A recente atualização da Norma Regulamentadora que trata de riscos psicossociais no ambiente de trabalho também tende a aumentar a exigência sobre as empresas quanto à identificação e à prevenção de fatores que contribuem para o adoecimento mental dos trabalhadores, o que pode reforçar, no médio prazo, a documentação disponível sobre a relação entre determinadas funções e o surgimento desses quadros.
Cuidados para reunir a documentação do pedido
Antes de solicitar o benefício, organizar cronologicamente os atestados, receitas, relatórios de sessões de acompanhamento psicológico ou psiquiátrico e eventuais internações relacionadas ao quadro ajuda a apresentar um histórico coerente à perícia médica. Atestados isolados, sem continuidade de tratamento documentada, costumam enfraquecer o pedido, mesmo quando o quadro clínico é real e grave.

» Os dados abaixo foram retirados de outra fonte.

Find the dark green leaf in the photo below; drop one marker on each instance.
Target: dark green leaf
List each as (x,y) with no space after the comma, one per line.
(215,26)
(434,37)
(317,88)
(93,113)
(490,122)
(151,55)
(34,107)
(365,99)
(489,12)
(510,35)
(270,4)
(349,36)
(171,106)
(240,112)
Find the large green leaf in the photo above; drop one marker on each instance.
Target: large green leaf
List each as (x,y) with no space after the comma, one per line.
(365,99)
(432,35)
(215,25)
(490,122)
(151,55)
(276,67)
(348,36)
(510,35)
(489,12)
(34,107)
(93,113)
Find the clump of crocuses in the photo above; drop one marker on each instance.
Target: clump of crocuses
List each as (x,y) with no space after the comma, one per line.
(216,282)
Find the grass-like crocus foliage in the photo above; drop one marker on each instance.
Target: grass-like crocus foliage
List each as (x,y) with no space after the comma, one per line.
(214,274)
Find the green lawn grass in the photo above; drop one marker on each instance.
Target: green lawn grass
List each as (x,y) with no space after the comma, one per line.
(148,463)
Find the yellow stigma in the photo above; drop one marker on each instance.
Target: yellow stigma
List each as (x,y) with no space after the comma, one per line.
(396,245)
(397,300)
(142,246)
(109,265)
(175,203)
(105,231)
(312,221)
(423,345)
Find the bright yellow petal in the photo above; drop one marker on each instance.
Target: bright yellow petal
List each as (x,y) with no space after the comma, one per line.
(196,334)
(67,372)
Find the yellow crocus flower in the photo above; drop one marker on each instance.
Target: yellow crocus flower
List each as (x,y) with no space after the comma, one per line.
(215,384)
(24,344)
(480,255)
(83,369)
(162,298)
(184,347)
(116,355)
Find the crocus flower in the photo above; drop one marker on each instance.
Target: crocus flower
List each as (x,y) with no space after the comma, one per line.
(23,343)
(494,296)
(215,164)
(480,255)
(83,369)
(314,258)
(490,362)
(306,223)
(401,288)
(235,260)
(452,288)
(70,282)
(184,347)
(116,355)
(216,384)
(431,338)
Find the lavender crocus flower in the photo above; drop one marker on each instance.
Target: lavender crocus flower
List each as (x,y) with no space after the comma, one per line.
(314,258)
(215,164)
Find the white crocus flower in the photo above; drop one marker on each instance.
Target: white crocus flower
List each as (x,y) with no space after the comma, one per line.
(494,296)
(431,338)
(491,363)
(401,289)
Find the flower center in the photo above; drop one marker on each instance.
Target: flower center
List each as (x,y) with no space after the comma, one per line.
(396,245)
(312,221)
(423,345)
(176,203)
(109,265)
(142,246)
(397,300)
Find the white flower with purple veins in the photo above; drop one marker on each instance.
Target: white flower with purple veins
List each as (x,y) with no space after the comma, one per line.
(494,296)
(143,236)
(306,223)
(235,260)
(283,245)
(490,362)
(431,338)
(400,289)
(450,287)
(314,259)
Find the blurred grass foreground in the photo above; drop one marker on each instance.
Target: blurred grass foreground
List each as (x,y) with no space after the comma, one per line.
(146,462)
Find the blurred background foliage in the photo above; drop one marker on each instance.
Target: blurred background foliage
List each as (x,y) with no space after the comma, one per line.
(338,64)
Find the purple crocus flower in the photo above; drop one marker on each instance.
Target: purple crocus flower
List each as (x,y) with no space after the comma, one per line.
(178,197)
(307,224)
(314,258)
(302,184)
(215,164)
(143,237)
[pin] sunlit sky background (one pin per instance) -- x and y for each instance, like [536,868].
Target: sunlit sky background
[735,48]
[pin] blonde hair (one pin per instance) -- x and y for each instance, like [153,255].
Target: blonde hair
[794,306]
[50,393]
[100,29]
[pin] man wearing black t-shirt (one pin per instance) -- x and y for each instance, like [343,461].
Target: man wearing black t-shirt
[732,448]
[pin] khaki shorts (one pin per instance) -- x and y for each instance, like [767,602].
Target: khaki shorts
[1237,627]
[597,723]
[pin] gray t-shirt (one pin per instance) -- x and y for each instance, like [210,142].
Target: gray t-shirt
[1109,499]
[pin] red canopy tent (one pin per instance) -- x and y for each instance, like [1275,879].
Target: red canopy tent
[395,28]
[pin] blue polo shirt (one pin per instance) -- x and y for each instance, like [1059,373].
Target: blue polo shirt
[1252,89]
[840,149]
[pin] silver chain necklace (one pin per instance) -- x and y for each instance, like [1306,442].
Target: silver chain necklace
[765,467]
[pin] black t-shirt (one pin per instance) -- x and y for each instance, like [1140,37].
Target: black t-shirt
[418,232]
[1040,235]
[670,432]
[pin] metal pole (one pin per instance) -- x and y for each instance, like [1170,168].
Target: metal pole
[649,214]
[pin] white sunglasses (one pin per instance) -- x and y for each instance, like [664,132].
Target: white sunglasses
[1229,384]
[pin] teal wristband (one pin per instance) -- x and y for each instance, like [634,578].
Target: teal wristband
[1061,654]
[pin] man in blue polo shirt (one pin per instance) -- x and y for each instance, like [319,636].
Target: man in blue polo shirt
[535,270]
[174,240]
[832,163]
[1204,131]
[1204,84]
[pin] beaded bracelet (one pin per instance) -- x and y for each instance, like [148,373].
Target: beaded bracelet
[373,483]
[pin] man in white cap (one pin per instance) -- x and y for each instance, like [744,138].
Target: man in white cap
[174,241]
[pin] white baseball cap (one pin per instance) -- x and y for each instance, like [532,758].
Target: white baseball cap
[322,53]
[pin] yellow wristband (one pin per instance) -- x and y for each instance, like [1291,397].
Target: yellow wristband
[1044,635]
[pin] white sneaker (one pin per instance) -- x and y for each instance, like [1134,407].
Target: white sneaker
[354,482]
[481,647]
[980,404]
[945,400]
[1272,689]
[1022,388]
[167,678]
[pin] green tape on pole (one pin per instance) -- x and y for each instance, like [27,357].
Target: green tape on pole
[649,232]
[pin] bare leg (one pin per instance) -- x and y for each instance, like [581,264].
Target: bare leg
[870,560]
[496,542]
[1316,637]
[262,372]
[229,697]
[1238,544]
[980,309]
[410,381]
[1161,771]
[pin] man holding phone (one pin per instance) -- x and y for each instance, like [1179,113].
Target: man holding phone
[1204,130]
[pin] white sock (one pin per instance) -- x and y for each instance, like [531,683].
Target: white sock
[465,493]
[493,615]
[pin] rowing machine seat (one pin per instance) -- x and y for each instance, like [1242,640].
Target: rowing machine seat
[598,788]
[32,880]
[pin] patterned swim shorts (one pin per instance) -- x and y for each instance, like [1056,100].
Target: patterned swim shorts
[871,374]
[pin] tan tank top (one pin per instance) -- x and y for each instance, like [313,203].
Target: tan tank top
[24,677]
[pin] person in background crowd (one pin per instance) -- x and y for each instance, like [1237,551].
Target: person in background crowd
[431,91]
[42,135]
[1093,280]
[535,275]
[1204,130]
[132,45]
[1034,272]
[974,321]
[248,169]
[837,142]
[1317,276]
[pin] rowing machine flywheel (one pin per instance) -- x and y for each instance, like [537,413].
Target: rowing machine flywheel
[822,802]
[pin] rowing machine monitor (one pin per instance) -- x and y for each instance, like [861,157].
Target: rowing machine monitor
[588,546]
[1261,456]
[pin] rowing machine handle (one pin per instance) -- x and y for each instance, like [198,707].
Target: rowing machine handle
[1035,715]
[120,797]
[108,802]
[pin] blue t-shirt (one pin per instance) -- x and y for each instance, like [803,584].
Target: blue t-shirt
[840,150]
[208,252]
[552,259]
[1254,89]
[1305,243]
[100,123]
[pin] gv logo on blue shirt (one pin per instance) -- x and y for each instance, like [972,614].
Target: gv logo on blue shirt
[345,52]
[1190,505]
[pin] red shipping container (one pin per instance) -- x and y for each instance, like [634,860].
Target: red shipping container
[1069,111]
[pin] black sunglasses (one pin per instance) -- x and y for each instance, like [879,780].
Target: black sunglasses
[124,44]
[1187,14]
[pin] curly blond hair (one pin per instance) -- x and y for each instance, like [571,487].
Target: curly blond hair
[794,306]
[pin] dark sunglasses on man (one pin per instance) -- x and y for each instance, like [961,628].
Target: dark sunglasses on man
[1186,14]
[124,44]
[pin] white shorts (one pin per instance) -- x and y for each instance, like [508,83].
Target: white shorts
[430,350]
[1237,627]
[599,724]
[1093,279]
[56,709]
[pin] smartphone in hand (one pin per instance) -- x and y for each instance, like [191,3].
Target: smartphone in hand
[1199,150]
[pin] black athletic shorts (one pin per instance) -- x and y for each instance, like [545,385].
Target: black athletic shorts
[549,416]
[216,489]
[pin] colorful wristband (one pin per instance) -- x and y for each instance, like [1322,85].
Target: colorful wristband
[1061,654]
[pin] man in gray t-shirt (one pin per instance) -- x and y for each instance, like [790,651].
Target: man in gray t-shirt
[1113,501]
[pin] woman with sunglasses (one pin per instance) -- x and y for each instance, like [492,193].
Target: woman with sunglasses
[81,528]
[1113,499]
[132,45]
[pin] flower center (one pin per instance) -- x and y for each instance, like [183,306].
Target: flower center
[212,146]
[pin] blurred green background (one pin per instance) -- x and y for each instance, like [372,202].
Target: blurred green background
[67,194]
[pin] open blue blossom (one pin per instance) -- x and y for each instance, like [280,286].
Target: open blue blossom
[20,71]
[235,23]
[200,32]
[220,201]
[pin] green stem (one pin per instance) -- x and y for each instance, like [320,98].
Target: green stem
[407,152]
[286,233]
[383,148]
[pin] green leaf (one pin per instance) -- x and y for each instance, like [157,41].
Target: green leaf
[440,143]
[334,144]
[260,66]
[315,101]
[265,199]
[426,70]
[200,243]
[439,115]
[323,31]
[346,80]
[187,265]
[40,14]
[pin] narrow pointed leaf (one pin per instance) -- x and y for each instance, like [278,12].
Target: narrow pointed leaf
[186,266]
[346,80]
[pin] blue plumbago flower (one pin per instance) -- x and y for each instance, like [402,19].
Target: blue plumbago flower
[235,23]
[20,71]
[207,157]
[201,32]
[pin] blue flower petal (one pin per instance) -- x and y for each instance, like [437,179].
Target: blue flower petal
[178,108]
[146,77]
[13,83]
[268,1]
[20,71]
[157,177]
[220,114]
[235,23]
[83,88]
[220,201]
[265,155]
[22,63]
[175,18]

Quando o benefício é negado, ou quando a perícia considera que não há incapacidade suficiente para o afastamento, o segurado tem prazo para apresentar recurso administrativo, etapa em que a apresentação de documentação complementar mais detalhada pode reverter a decisão inicial. Esse acompanhamento integra o trabalho de João Luiz de Lima Oliveira Junior e do escritório Solino e Oliveira Advogados Associados junto a segurados que enfrentam indeferimentos de benefícios por incapacidade relacionados à saúde mental.
Conclusão
O crescimento expressivo dos afastamentos por transtornos mentais reforça a importância de conhecer como funciona, na prática, o direito ao benefício por incapacidade nesses casos, que depende de documentação médica detalhada sobre o impacto funcional do quadro, e não apenas do diagnóstico isolado. Reunir esse histórico desde o início do tratamento e observar se há elementos que relacionem o transtorno ao ambiente de trabalho são cuidados que ajudam o segurado a sustentar seu pedido perante o INSS, tema que integra a atuação do advogado João Luiz de Lima Oliveira Junior em Direito Previdenciário.